Check out the difference:

  • The "Lawyer" Response: "I wasn't ignoring you; I was in a meeting! Look at my calendar!"

  • The Human Response: "It sounds like you felt totally invisible this afternoon. That sucks, and I hate that you felt that way."

In that second version, the clock doesn’t matter. The ego takes a back seat. You’re bypassing the "Prosecutor" and speaking straight to the heart of the matter. It’s messy, sure, but it’s real.

Re-Authoring the "Us" Story

Once you start kicking the "Fact-Checker" out of the house, you get to start re-authoring. This is about finding those tiny, blink-and-you’ll-miss-them moments where you got it right. Moments where both partners felt connected and seen.

Freedman and Combs (1996) suggest that "new meanings are generated through the collaborative process of the therapeutic conversation" (p. 27). Maybe it was that one time you both laughed at a wrong turn near Point Defiance instead of sniping at each other. Those moments? Those are the building blocks of a better story. Instead of a saga about who is "right," you start co-authoring a story about how you take care of each other’s spirits in a confusing world.

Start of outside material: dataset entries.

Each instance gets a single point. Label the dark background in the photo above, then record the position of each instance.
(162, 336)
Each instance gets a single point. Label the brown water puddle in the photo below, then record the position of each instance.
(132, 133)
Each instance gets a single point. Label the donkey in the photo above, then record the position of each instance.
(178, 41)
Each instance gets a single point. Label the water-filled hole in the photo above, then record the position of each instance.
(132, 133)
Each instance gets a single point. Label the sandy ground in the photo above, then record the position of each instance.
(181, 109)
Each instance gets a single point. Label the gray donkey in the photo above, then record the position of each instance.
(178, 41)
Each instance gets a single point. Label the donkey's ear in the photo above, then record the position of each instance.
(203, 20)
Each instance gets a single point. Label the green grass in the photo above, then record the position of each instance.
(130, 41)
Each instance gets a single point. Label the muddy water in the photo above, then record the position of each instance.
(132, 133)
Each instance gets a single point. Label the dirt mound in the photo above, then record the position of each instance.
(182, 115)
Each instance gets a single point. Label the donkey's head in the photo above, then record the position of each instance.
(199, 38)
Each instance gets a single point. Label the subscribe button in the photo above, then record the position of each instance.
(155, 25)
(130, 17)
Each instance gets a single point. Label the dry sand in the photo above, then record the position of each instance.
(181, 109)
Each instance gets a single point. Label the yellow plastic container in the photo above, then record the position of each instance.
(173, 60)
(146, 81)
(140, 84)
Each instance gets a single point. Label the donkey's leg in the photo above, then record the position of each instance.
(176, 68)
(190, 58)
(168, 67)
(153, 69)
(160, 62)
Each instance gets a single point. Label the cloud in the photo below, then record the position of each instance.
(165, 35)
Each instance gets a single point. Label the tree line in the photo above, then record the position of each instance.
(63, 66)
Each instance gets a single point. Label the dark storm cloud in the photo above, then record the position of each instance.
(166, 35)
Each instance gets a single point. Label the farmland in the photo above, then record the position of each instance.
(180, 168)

None of this is meant to escape accountability for hurt, it is meant to empower both personal responsibility and mutual care for one another in a shift of dynamics that prioritizes togetherness at the end of the conflict over creating a winner and loser out of a disagreement.

A Challenge for Tonight

The next time you feel that itch to correct a date, a price, or a specific word your partner used, try a different move:

  1. Name the Ghost: Call out the pattern. "Hey, I think 'The Fact-Checker' is trying to hijack us right now." or in less therapy-room-language “I feel like there is some fact-checking going on and that is throwing me off, can we connect about XYZ”.

  2. Externalize the Mess: Treat the tension as a storm you’re both stuck in, not something your partner is doing to spite you.

  3. Validate, Don't Litigate: Ask yourself, "Do I want to be right, or do I want to be close?" (Hint: Close is better). Try saying, "Tell me more about how that felt for you." or “I want to make sure we are both taken care of here, what can I understand about your need right now?”.

When you stop trying to win the argument as an individual, you give the relationship a fighting chance to win. It’s about moving away from those "soul-destroying" scripts and toward a life and a love that feels a lot more like home.

Sources

  • Freedman, J., & Combs, G. (1996). Narrative Therapy: The Social Construction of Preferred Realities. W. W. Norton & Company.

  • White, M., & Epston, D. (1990). Narrative Means to Therapeutic Ends. W. W. Norton & Company.